When transforming your dataset, you are actually working with a sample of it. When you are ready to apply transformation steps to the whole dataset, click Run. Dataiku has selected a computation engine that best fits the underlying data storage and the operation you are applying to the dataset.

Recipe engines¶
Computation in Dataiku can take four main forms. To avoid running out of memory when manipulating large datasets, Dataiku recommends offloading the computation to where the data lives. This way you avoid bringing all the data into memory or streaming it through the Dataiku server.
In DSS Engine: in-memory or streamed¶
For in-memory execution, the data are stored in RAM. This strategy is used, for example, to execute Python or R recipes.

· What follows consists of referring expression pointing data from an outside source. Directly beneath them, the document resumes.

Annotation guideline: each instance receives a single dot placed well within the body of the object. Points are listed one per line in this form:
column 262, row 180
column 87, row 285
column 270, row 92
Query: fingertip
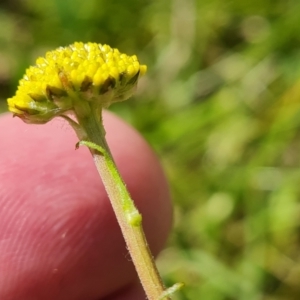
column 67, row 223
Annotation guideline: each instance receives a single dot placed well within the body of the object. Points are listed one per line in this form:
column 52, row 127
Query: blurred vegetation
column 220, row 104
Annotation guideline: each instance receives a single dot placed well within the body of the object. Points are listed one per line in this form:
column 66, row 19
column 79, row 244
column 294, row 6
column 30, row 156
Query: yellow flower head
column 68, row 77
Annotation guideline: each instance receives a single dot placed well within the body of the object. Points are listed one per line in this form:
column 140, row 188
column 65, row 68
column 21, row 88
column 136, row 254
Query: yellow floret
column 68, row 75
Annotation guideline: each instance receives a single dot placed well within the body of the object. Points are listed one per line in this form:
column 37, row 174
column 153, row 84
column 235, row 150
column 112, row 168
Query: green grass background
column 221, row 106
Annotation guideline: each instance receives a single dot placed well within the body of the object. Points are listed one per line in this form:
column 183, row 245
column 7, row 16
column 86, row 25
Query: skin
column 59, row 238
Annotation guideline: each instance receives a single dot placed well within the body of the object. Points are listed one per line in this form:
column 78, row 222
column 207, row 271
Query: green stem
column 127, row 214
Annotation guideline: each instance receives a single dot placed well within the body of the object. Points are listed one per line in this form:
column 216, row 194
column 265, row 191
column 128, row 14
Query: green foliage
column 221, row 105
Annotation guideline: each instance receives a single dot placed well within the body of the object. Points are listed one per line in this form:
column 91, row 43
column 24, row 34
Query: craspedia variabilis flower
column 69, row 76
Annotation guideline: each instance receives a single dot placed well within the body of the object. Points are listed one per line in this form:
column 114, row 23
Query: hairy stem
column 127, row 214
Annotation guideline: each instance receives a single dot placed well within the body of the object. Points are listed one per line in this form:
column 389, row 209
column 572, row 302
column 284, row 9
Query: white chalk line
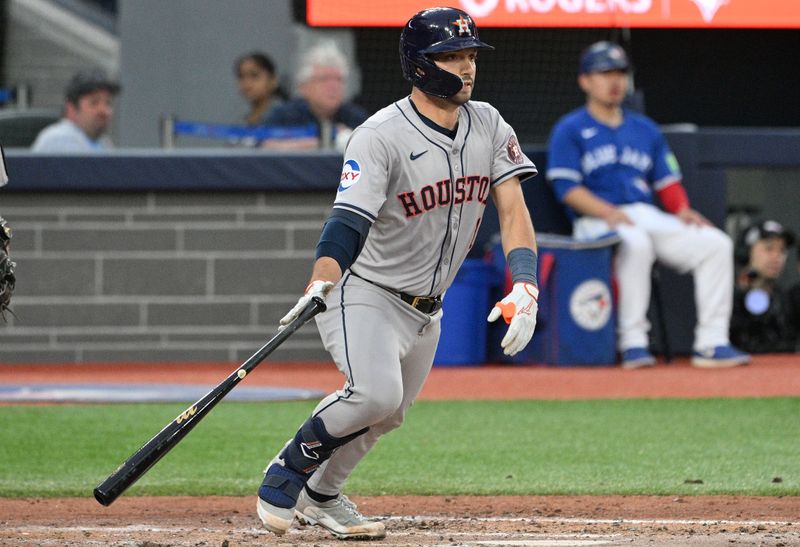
column 420, row 519
column 580, row 520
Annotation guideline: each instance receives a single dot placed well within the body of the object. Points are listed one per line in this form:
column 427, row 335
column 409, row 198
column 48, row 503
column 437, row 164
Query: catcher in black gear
column 7, row 278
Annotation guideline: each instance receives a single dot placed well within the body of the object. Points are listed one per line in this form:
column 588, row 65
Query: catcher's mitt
column 7, row 278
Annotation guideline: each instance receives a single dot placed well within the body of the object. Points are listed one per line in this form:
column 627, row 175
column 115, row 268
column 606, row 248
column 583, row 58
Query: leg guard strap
column 281, row 486
column 313, row 445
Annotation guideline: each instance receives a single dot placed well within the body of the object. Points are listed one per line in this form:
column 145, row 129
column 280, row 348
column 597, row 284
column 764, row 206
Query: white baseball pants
column 705, row 251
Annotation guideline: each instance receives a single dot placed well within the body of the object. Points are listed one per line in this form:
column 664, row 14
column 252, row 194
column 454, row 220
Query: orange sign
column 568, row 13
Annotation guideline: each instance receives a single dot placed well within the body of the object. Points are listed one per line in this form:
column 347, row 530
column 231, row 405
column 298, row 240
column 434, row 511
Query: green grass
column 735, row 446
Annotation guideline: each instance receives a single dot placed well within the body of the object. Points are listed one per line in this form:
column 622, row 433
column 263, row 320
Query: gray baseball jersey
column 423, row 192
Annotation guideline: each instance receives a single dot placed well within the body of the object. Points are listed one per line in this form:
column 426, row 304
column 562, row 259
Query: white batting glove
column 315, row 288
column 519, row 309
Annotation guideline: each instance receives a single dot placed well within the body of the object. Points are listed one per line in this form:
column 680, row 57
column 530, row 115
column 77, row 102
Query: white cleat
column 275, row 519
column 340, row 517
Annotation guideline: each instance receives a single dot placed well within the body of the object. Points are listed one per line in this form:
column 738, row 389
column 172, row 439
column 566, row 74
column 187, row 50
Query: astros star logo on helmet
column 463, row 26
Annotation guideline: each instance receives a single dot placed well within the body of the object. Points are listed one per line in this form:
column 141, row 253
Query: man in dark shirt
column 764, row 318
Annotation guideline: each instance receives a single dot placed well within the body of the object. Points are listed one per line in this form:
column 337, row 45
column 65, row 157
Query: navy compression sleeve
column 343, row 237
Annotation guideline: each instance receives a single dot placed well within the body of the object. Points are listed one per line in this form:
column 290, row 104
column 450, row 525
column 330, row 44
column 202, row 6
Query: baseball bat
column 157, row 447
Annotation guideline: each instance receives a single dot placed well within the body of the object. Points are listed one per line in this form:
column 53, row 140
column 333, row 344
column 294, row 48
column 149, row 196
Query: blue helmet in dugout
column 603, row 57
column 436, row 30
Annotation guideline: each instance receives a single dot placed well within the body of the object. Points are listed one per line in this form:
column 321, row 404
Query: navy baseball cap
column 603, row 57
column 768, row 229
column 86, row 82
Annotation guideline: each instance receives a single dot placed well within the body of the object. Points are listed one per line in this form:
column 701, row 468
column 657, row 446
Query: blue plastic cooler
column 576, row 320
column 465, row 308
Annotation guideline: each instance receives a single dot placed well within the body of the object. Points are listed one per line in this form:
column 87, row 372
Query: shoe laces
column 350, row 506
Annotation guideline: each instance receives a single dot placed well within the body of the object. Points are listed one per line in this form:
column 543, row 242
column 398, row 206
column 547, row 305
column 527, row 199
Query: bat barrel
column 148, row 455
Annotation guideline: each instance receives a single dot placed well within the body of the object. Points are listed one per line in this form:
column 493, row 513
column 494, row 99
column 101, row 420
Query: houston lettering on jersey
column 440, row 194
column 607, row 155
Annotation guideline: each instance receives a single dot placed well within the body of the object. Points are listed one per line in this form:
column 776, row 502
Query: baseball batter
column 414, row 186
column 606, row 163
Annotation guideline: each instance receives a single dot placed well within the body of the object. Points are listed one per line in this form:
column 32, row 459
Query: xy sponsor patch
column 513, row 149
column 351, row 173
column 590, row 304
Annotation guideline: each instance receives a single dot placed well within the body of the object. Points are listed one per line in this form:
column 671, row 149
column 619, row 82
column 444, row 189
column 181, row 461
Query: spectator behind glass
column 764, row 319
column 259, row 85
column 88, row 109
column 320, row 82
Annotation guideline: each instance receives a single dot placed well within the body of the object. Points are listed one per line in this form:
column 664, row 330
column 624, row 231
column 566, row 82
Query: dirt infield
column 452, row 521
column 514, row 520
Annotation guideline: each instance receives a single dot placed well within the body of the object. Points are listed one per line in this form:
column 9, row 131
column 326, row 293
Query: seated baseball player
column 608, row 164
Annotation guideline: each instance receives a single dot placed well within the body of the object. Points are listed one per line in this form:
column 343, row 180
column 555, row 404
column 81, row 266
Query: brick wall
column 105, row 277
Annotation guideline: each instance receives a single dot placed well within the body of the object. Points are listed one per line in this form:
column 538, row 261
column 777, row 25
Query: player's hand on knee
column 519, row 311
column 315, row 288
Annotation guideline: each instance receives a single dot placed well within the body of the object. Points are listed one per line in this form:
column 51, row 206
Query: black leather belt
column 426, row 304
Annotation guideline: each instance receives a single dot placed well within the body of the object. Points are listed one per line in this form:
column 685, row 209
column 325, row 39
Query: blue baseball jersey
column 623, row 164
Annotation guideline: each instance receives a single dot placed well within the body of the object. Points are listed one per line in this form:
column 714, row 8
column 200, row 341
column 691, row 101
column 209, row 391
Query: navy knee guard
column 312, row 445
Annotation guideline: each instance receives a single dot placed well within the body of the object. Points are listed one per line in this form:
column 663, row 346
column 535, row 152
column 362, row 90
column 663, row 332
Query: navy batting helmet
column 603, row 57
column 436, row 30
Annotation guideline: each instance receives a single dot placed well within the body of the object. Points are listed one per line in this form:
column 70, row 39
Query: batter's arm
column 520, row 306
column 587, row 203
column 516, row 227
column 326, row 269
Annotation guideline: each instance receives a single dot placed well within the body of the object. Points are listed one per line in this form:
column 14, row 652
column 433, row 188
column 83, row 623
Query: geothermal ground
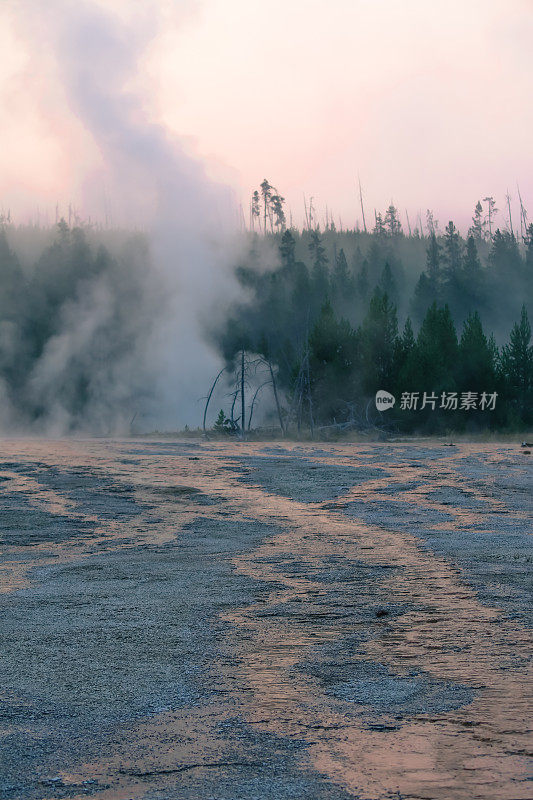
column 248, row 621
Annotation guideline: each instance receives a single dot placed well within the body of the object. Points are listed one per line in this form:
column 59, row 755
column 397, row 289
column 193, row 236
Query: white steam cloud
column 167, row 366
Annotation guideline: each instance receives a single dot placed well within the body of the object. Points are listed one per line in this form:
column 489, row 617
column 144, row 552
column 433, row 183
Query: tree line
column 342, row 314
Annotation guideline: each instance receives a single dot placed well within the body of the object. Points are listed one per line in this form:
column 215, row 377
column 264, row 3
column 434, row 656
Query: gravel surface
column 209, row 620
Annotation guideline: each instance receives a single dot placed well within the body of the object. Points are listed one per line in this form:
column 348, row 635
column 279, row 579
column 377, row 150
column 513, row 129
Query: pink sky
column 429, row 101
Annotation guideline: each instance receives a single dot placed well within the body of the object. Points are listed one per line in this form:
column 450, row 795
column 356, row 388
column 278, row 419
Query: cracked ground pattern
column 216, row 621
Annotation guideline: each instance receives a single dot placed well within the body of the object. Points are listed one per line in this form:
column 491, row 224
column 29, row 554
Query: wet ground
column 203, row 620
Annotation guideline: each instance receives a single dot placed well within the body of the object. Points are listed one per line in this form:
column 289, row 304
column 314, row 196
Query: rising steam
column 127, row 340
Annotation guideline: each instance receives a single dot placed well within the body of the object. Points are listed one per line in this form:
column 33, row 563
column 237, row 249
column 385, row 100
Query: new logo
column 384, row 400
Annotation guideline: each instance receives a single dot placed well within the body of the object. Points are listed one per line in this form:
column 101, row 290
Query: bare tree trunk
column 243, row 411
column 275, row 390
column 309, row 398
column 211, row 392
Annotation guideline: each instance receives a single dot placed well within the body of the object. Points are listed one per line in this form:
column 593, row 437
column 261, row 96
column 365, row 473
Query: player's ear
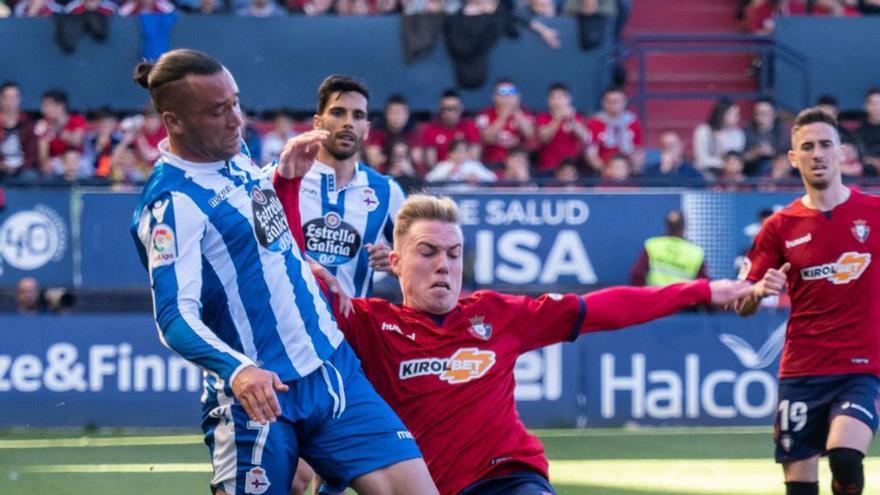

For streamed execution, Dataiku reads the input dataset as a stream of rows, applies computation to the rows as they arrive, and writes the output datasets row per row.
In-database¶
This strategy is used, for example, to execute SQL queries. The visual recipe is translated into an SQL query, which is then injected, or pushed down, to the SQL server.
On Hadoop/Spark cluster¶
Depending on the engine you choose, the visual recipe is translated into a Hive, Impala, or Spark SQL query, which is then injected, or pushed down, to the Hadoop or Spark cluster.
In Kubernetes/Docker¶
This strategy is also in-memory or streamed but uses container execution through Docker and Kubernetes clusters rather than the Dataiku host server.